It often happens that hikers take their costumes with them when they see them alone in the woods because they think they are abandoned or orphaned animals. Meanwhile, Daniel Sabouré realizes whether or not the animal really needs rescuing: The Albtäler is a retired forester, hunter, wildlife conservationist and now, retired, ranger at St. Blasen Reserve. He has raised many orphaned animals or given them to others.
He warns non-professionals of good will not to simply take the elk with them, as the mother is usually not far away. Daniel Saboret explains that mother animals put their young in a sheltered place, and go away to graze until their hungry young call them with a specific suckling screech, which happens about every two hours. “It’s only an emergency if you don’t show up after three hours,” he says. You should not take a healthy deer from a healthy umm deer, this is a criminal offense and poaching.
But how do you act correctly? If you spot a wild animal that is presumably defenseless, do not go near it under any circumstances. The caregiver also urgently warns against touching the antelope, because the doe then refuses to nurse the antelope due to the human scent transmitted to the antelope and the animal dies of starvation. Only in emergency situations does the antelope need human help and justify the fawning. “For example, if the mother animal dies, you have to assume that the mother is no longer feeding her guess or she has been infected and will die in the wild.”
If in doubt, you should contact your local fisherman, municipality or police. In Subaret’s house there are two deer that he raised himself. The animals that were brought to him ten years ago live like family members. They sleep in the living room, each with their own blanket and their own space. Early in the morning, the animals move through the always open door to a fenced outdoor enclosure of one hectare.
He explains that raising a wild animal is a complex issue and the demands should not be underestimated. Nutrition, care, and medical care requires specialized knowledge, is time consuming and sometimes expensive. “If you take a falsehood that has been found, you take over all the missions of mercy,” explains Daniel Saboret.
First, the state of health must be clarified, then the milk supply begins. Goat’s milk containing at least 3.5 percent fat is on the menu. He explains that improper feeding, such as cow’s milk, would harm the young animal. The temperature of the milk should not fall below 40 degrees. This must be strictly adhered to because the deer’s body temperature is between 38.5 and 39.5 degrees.
The alarm goes off practically every two hours and it’s time for the next bottle. After a few weeks, the feeding rhythm increases to three or four hours – day and night. Accurate records should be kept of each bottle feeding so that milk feedings can finally be stopped after a good six months.
Hygiene is the top priority when breastfeeding. If the milk is heated twice because the antelope does not want to drink at first, it must be destroyed. Because milk is so high in fat, it’s not easy to clean the bottle, says Saboret.
For him, the heart would raise an orphan Dawn, he says. He always felt attracted to animals, helped hedgehogs, mice and pigeons. However, he cannot keep all the orphans, and therefore he gives them to other expert animal lovers. In recent years, the phone has been ringing less frequently due to finding a fawn. Even ten years ago, he often had to find good hands for ten gazelles a year.

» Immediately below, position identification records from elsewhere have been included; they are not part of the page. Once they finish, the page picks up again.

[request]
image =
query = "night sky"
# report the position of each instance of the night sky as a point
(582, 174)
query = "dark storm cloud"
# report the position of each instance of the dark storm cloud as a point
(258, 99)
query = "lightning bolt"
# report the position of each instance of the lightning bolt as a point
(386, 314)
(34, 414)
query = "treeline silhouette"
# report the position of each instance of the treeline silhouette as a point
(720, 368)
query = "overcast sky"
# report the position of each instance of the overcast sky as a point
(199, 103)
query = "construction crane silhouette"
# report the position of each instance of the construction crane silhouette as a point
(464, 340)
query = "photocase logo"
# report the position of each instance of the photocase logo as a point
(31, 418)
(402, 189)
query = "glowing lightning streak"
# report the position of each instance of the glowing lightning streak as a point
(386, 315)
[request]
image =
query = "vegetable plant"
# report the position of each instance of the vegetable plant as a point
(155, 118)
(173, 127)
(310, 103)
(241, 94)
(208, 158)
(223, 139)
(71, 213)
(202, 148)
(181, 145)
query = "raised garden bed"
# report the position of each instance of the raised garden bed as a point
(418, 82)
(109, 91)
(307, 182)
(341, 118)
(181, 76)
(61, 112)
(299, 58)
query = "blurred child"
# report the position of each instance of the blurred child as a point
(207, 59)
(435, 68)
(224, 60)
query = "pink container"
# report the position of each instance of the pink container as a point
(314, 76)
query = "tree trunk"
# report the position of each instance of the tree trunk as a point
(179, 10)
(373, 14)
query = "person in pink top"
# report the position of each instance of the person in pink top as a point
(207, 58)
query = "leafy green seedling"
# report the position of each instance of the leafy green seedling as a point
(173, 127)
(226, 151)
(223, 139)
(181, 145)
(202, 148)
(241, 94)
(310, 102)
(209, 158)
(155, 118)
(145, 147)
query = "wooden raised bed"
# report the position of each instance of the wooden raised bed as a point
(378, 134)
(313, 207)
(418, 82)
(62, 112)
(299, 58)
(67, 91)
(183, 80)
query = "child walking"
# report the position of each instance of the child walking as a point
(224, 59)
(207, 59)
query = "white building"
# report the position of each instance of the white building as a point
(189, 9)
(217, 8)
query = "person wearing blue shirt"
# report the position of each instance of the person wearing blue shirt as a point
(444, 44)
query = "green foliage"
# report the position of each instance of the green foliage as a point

If you want to see the indigenous animals of the Black Forest, we recommend a visit to Saint Blasin Game Reserve. The facility is located in Muchenländerweg, a few minutes’ walk from the city centre. The game reserve is open all year round. Submission is free. There is also a children’s playground with cable cars, slide and swing, and a barbecue area with a shelter right next to the game reserve. The Game Reserve and all of its facilities are sponsored and maintained by a non-profit association, the Wildlife Sanctuary Promotion Association, and volunteers. Retired guard Daniel Saboret is the facility’s guard.